Are Moths Nocturnal?

You will rarely notice moths during the daytime which is why many people assume that moths are nocturnal. But is this actually the case? Are all moths nocturnal or do some come out during the day too?

Yes, most moths are nocturnal. However, there are some moths that are diurnal or crepuscular. 

Moths belong to the category of insects that are, generally, inactive during the daytime. However, you might notice a few of them during the day (diurnal) and some during twilight (crepuscular).

Moths can easily become disturbed during the daytime which can cause them to wake up and fly around. For example, if they’ve taken shelter in a plant to sleep during the day and you then start pruning it, then the moth will wake up.

When they sleep, they don’t hibernate or become unconscious, they simply sleep as a human would which is why it’s easy for them to wake up.

Do Some Moths Come Out in the Day?

Yes, some moths come out during the day. They are known as diurnal moths. Diurnal moths are active during the day and sleep during the night.

Another species of moth that is not nocturnal is known as crepuscular. Crepuscular moths sleep all other times except for dusk and dawn.

Hemaris moths, also known as hummingbird moths, are the most well-known diurnal moths, especially in the US. Diurnal moths have three receptor types sensitive to three different lights: Blue, green, and ultraviolet.

Diurnal moths can store flower colours in their memory and distinguish between different flowers. However, nocturnal moths can distinguish between flower types during intense starlight.

Contrary to popular belief, the number of diurnal moths in the ecosystem is not very small. There are many moth species that, even though they aren’t day-flying months, are still active during the day compared to nighttime. For instance, the male species of the emperor and fox moth.

Do Moths Prefer the Night?

Yes, moths tend to prefer the nighttime. Since moths have no fangs that could deter predators, they are highly susceptible to attacks by birds. This is why even the diurnal and crepuscular moths tend to rush towards dark spots after they’ve fed.
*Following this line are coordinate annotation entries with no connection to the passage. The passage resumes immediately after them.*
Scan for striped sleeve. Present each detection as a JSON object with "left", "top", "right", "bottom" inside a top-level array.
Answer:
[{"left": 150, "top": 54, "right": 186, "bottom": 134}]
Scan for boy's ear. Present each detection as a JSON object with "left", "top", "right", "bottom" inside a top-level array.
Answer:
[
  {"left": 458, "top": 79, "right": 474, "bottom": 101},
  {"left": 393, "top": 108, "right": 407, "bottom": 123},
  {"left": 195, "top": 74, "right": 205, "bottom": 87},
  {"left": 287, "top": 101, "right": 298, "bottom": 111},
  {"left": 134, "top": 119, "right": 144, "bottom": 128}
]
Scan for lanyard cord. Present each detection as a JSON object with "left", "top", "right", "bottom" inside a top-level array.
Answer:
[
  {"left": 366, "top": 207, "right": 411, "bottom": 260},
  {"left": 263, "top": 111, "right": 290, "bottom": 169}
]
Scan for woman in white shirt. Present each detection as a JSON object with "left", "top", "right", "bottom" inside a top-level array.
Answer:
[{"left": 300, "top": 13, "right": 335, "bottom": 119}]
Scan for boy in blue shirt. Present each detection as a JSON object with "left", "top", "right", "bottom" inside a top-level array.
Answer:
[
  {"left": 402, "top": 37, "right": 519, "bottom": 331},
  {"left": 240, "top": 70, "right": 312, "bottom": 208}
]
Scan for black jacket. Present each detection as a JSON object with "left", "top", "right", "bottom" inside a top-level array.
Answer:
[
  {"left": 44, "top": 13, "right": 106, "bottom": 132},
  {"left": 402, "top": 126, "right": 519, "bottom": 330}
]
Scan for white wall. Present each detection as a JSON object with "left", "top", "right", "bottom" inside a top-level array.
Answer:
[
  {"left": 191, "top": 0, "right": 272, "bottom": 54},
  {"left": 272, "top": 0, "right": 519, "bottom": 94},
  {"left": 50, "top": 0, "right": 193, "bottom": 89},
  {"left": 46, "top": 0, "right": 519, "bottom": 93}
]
In addition, there is also very little competition for food during the night. The majority of the insects are asleep. 

Bright lights tend to confuse the navigation system of moths, especially nocturnal ones. This is why they travel using moonlight. This is why many people think that most nocturnal moths are drawn to light (phototaxis).

However, many species of nocturnal moths are repelled by it. 

When Do Moths Sleep?

Since most moths are nocturnal, they sleep like all other nocturnal creatures during the day.
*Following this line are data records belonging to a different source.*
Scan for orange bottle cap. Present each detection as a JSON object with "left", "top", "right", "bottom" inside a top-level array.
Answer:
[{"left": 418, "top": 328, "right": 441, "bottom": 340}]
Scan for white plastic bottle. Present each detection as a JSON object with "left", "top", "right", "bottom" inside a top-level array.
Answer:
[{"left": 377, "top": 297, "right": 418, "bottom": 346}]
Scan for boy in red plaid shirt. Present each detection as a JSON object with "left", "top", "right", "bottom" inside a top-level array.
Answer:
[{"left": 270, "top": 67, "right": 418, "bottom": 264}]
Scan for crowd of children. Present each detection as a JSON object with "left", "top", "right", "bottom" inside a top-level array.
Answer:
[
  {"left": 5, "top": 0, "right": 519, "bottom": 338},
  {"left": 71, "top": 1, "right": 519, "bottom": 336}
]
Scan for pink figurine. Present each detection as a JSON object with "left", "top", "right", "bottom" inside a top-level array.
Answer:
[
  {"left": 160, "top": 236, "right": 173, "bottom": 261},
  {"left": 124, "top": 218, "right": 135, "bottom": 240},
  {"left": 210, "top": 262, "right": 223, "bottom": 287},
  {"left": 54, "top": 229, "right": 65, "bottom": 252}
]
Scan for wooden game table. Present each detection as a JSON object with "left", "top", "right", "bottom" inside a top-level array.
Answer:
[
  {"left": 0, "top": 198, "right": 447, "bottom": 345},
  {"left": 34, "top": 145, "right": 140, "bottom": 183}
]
The statement that moths sleep during the day and are active during the night is very general. This is because there are certain time periods during which each moth type remains active.

For instance, the gypsy moth is highly active from 11 am to 1 am, and flies from 1 am to 3 am. Similarly, black arches fly from 3 am to 5 am. However, most moth types are found active from midnight to 1 am, which means they tend to fall asleep as morning approaches. 

As discussed earlier, not all moths are nocturnal, as some are diurnal and crepuscular.

Furthermore, even though diurnal moths are asleep during the night and active during the day, you will not usually find them in your vicinity. Rather you’ll spot them in dark corners as they hide themselves to protect themselves from predators. 

Where Do Moths Sleep?

Moths are generally not fond of light, even diurnal or crepuscular. Thus, you will rarely spot them in crowded areas. Even during the day, moths tend to hide in dark places. Some common locations moths can be found to sleep or hide from predators include attics, basements, closets, and dark rooms.

Moths do not build nests nor do they sleep in purpose-made homes. Instead, they simply sleep in a dark, sheltered spot in plants.

Summary 

In a nutshell, yes, the majority of moths are nocturnal. Thus, most of them prefer the dark and tend to search for food during nighttime and sleep during the day.

Since nature hasn’t blessed moths with a very powerful defence system, it has ingrained in them a likeness for the dark, enabling them to protect themselves from getting eaten up. In addition, moths also have an easier time searching for food during nighttime due to less competition.

However, this doesn’t mean that all moths are nocturnal. Many sleep during the night and look for food during the daytime. Certain moth species are active during twilights.